Gove attacks low expectations for England's poor children
Education Secretary Michael Gove has attacked an English culture that accepts poverty limits the achievements of poor children.
He told a conference of independent school heads that parentage dictates progress in England more than in any other country.
But there need be no difference in educational performance between pupils from poor and wealthier homes, he said.
Other countries were already closing the achievement gap, he added.
'Stubborn' achievement gap
Research suggests children from poor homes are already behind by the the time they start school, and that the achievement gap widens as they progress through their education.
At GCSE there remains a "stubborn and unchanging gap in achievement" between the number of disadvantaged pupils who achieve five good GCSEs - including English and maths - and the rest of the population.
Speaking at a conference at independent Brighton College, in East Sussex, Mr Gove said it did not need to be this way.
He cited evidence of other countries closing and even eradicating the attainment gap.
He said: "Deprived pupils in Hong Kong and Shanghai, who struggle with challenges far greater and more debilitating than any we know here, achieve as highly as their English peers from the most comfortable homes.
"Only 24% of disadvantaged students in the UK perform better than expected compared with 76% in Shanghai, 72% in Hong Kong and 46% in Finland.
"The OECD average is 31% - putting the UK well behind countries like Poland, Greece, Slovenia, Mexico and Chile when it comes to making opportunity more equal."
Mr Gove added: "Despite the evidence that other nations are closing the gap between rich and poor through great state schooling, some in this country still argue that pupil achievement is overwhelmingly dictated by socio-economic factors.
"They say that deprivation means destiny - that schools are essentially impotent in the face of overwhelming force of circumstance - and that we can't expect children to succeed if they have been born into poverty, disability or disadvantage."
Mr Gove said he did not accept this, adding that there were a growing number of schools "proving that deprivation need not be destiny - that with the right teaching and the right values they can outperform everyone's expectations".
Research has suggested there are more than 440 secondary schools where the average GCSE point score for children on free school meals - a key measure of poverty - is higher than the national average for all children.
Mr Gove said: "What they share is an unwavering, unapologetic focus on standards.
"Led by inspirational heads and teachers, every day these schools are proving the pessimists and fatalists wrong."

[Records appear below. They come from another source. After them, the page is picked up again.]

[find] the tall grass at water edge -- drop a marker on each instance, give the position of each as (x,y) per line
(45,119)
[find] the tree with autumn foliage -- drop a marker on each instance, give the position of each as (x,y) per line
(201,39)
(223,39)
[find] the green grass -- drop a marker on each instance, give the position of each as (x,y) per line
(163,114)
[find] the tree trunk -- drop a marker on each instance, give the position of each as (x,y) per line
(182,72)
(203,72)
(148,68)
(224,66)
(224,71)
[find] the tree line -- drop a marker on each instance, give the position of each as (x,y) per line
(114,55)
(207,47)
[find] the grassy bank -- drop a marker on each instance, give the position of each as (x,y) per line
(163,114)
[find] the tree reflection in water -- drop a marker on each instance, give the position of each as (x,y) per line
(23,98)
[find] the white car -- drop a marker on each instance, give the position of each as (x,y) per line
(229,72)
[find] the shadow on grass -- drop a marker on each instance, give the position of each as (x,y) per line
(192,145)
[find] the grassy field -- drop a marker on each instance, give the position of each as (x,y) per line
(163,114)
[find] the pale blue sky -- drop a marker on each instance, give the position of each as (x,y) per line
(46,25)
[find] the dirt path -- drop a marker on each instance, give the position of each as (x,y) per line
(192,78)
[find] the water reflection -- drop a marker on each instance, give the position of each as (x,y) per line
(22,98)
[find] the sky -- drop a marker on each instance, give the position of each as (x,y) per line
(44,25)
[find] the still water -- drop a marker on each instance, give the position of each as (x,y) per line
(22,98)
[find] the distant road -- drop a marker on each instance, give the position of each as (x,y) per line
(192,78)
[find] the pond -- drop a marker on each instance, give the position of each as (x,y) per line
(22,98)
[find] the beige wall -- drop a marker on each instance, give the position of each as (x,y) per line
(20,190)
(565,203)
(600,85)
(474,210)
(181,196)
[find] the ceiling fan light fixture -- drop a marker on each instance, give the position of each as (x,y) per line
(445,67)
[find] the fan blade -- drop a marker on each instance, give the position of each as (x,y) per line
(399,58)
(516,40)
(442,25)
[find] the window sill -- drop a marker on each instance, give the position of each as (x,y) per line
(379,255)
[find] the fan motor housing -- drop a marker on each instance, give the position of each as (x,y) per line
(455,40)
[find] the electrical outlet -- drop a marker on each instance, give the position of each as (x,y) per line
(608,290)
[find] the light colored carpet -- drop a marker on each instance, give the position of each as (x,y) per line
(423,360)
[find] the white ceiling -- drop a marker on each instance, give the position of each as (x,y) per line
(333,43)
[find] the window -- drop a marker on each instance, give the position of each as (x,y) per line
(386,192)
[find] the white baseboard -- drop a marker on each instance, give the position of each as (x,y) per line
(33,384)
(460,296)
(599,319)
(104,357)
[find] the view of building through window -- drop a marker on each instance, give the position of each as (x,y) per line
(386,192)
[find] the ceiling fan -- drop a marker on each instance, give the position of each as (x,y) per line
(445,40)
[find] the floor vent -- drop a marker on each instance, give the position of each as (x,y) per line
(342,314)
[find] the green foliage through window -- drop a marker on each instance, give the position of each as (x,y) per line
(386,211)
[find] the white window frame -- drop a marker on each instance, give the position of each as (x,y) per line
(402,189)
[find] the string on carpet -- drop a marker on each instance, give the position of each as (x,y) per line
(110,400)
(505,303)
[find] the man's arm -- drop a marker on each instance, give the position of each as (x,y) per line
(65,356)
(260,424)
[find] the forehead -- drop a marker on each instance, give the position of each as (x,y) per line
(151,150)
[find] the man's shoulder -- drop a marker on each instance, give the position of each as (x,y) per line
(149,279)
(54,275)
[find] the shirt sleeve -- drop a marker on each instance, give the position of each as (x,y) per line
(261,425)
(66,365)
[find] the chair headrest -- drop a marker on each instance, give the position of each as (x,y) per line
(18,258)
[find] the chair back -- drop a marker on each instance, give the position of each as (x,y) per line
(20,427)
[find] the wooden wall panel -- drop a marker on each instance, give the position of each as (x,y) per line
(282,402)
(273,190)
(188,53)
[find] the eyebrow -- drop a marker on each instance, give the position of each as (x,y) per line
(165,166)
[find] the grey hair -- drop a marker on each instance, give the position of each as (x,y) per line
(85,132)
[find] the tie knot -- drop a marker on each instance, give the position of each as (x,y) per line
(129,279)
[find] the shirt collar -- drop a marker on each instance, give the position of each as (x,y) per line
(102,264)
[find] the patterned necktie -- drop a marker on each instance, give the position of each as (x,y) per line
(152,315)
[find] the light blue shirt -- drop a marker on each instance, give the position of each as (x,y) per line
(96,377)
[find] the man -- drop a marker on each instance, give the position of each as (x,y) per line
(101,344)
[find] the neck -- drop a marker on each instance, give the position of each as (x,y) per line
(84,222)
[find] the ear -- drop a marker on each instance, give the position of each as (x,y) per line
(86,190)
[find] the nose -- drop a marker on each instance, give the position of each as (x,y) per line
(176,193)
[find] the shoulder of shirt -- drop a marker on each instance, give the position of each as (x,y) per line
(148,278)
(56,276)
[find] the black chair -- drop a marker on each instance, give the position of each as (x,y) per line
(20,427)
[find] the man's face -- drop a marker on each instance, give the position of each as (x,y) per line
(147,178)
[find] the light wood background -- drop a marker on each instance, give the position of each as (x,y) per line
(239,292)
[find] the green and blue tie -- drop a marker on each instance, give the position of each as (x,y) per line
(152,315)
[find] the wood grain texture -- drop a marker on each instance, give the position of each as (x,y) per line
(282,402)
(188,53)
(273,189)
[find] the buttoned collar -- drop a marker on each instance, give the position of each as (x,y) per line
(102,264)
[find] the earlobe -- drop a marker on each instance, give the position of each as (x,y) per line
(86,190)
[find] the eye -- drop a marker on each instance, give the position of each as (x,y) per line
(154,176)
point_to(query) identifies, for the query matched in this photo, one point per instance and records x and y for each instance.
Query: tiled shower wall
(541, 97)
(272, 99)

He continued: "They show us all that there need be no difference in performance - none whatsoever - between pupils from disadvantaged backgrounds and those from wealthier homes.
"They show us that a difficult start in life can be overcome, with hard work and good teaching."

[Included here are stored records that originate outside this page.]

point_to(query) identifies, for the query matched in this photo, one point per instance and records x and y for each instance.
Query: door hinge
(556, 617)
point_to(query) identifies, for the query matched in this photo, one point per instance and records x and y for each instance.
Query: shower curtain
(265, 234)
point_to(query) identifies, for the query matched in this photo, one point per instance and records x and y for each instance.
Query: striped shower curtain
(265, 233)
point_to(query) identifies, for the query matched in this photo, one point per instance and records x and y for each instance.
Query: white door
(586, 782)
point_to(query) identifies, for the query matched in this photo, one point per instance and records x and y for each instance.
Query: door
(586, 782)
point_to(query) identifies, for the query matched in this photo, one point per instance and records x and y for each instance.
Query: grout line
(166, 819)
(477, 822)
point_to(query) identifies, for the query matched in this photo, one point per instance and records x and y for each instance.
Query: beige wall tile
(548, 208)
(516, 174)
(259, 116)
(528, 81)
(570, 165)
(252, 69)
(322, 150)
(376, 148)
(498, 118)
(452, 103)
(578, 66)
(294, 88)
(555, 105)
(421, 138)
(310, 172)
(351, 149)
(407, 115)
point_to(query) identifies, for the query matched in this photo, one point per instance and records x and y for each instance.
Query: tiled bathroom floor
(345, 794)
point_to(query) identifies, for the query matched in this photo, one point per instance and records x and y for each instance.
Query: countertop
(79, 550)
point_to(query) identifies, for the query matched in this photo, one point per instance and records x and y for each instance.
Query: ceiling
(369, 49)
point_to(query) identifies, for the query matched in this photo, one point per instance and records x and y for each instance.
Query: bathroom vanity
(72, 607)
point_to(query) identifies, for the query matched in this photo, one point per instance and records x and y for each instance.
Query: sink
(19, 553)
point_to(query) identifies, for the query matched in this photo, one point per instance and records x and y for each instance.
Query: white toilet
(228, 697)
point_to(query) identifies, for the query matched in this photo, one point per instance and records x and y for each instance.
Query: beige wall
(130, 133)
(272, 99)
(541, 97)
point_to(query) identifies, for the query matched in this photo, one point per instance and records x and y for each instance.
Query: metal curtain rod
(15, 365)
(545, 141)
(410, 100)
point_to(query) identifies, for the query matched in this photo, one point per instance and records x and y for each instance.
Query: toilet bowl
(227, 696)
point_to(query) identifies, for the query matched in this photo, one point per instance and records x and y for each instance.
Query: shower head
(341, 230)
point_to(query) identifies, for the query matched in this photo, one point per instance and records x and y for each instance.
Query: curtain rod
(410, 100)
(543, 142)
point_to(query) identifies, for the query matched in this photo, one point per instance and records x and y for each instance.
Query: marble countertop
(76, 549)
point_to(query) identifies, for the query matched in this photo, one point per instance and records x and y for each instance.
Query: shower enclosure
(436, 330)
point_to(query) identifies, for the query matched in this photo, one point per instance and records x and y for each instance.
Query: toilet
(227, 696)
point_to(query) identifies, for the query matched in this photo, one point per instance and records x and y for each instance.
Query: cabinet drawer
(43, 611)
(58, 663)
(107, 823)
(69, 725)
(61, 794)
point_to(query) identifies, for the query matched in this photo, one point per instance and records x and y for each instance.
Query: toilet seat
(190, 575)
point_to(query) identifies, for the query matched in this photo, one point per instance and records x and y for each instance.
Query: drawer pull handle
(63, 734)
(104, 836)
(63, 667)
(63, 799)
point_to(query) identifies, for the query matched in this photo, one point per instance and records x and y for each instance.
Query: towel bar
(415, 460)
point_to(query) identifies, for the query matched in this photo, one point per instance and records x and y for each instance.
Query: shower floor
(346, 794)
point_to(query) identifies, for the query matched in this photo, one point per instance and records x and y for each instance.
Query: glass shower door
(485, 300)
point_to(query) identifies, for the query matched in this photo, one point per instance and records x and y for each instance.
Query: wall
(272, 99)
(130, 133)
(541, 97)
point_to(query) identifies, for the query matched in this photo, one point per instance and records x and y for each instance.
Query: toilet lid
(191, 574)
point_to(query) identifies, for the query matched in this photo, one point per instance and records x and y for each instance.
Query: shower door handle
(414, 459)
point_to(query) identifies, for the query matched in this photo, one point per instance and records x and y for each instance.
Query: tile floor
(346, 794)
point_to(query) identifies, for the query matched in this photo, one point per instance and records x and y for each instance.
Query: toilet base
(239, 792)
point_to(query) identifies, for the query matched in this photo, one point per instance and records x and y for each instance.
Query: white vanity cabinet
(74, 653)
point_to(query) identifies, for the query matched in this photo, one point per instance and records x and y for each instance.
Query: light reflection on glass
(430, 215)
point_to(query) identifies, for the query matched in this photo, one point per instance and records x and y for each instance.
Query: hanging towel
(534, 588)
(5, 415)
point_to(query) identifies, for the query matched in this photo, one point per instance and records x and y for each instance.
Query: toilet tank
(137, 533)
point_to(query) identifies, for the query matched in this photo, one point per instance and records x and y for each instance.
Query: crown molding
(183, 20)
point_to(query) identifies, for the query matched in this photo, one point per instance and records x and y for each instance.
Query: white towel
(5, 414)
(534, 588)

Mr Gove said the government must stand for "aspiration, ambition, hard work and excellence - for success based on merit and a celebration of those who do succeed".

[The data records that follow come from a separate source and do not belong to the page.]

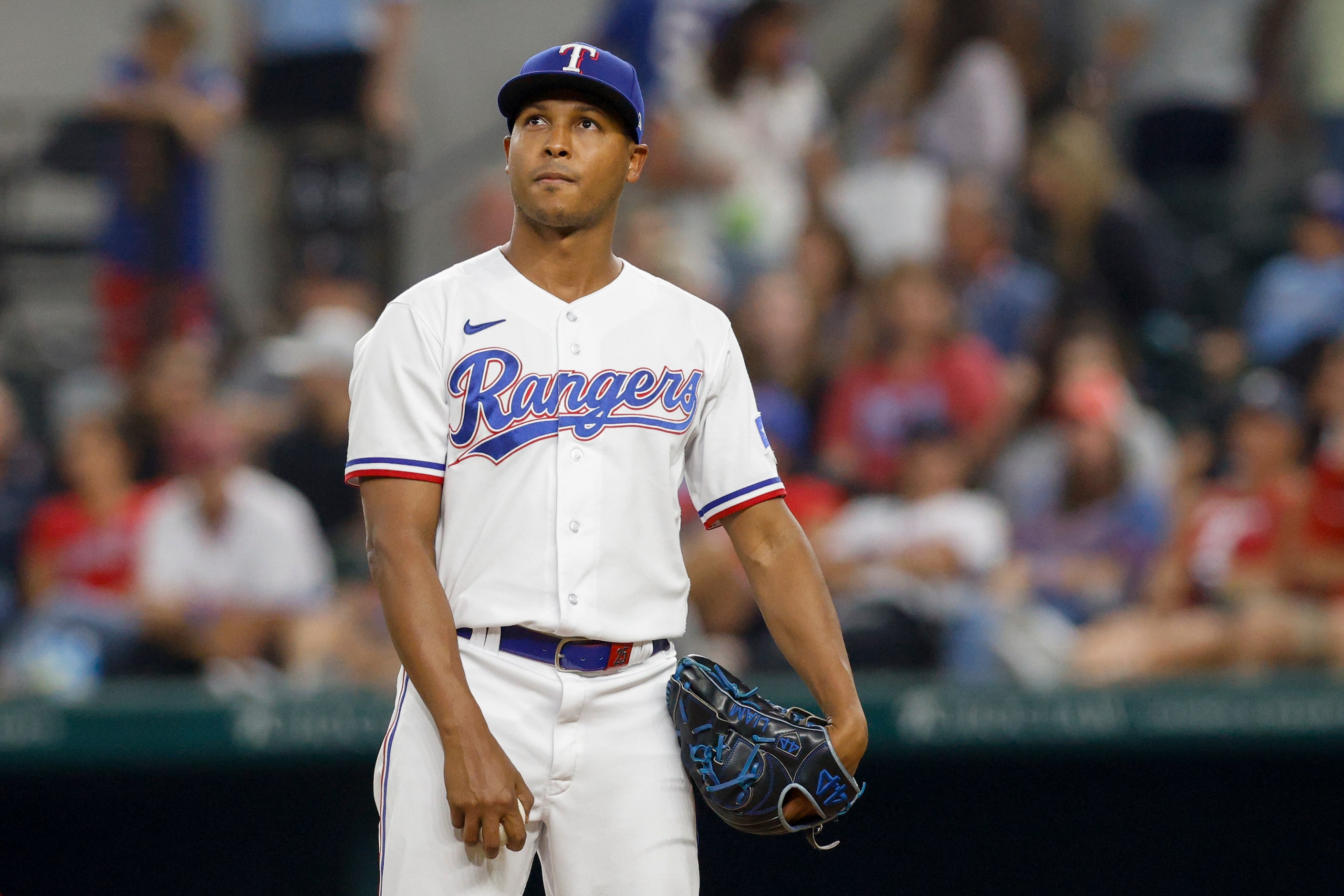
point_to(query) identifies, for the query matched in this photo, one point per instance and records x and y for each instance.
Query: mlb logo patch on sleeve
(761, 430)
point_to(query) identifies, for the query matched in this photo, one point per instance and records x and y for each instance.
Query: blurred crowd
(1043, 302)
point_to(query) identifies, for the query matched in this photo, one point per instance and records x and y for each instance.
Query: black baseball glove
(746, 755)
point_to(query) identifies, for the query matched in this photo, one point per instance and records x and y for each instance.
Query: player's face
(569, 160)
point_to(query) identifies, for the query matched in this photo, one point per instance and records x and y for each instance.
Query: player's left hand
(850, 739)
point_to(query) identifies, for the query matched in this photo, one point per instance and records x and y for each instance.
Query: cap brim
(519, 91)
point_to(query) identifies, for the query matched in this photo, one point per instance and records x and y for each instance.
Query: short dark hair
(171, 17)
(728, 58)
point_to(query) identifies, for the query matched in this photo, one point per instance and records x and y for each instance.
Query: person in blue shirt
(1004, 299)
(170, 109)
(1299, 297)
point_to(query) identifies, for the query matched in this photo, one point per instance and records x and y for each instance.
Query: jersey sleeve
(398, 417)
(729, 462)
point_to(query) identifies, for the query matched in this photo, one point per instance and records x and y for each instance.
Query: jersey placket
(578, 484)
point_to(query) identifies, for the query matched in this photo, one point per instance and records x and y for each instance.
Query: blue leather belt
(568, 655)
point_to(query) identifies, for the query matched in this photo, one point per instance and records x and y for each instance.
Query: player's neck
(566, 264)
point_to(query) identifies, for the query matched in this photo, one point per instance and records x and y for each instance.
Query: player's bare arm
(797, 609)
(484, 788)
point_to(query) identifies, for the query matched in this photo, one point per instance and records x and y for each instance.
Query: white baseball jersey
(561, 433)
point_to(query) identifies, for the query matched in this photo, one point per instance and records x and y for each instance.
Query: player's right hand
(484, 790)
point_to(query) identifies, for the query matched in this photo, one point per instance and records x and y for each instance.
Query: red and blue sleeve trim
(731, 503)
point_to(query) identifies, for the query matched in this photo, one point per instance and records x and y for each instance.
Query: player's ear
(639, 155)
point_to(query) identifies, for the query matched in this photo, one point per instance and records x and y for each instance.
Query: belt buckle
(560, 649)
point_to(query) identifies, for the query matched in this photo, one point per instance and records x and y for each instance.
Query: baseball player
(521, 425)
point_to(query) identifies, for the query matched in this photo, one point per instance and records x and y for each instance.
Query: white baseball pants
(615, 813)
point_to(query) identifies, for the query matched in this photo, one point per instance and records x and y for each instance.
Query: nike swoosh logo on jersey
(469, 328)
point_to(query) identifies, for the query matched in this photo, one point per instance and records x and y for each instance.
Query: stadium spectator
(951, 92)
(1299, 297)
(22, 477)
(1003, 297)
(81, 623)
(907, 567)
(1222, 570)
(761, 120)
(968, 106)
(826, 268)
(230, 554)
(1105, 241)
(1323, 29)
(1183, 70)
(1304, 623)
(154, 280)
(777, 332)
(311, 456)
(1085, 554)
(921, 370)
(1029, 475)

He said he knew the government was making progress when he heard opposition from what he described as vested interests in the trade unions and local government.
Shadow education secretary Stephen Twigg said: "Launching another attack on the teaching profession is not the way to close the gap between poorer and richer pupils.
"The truth is that the government's key measure - the pupil premium - is not being targeted at the poorest children because many schools are using it to plug holes in their budgets."
But general secretary of the NASUWT union Chris Keates said: "Coalition ministers are becoming more and more frantic as their flawed ideological policies, which are creating a lost generation of children and young people and plunging millions into poverty, are exposed."
NUT general secretary Christine Blower said: "Michael Gove is right to highlight the fact that the UK has a 'profoundly unequal society'.
"It is a great shame that the Coalition government's policies will do nothing to alter this fact, and in many cases will make matters even worse.
"Cutting the Education Maintenance Allowance and raising the cost of university tuition fees has meant that for many poorer pupils further or higher education is not an option.
"This is a decision based not on their educational achievements but on their family's economic abilities to keep them in education."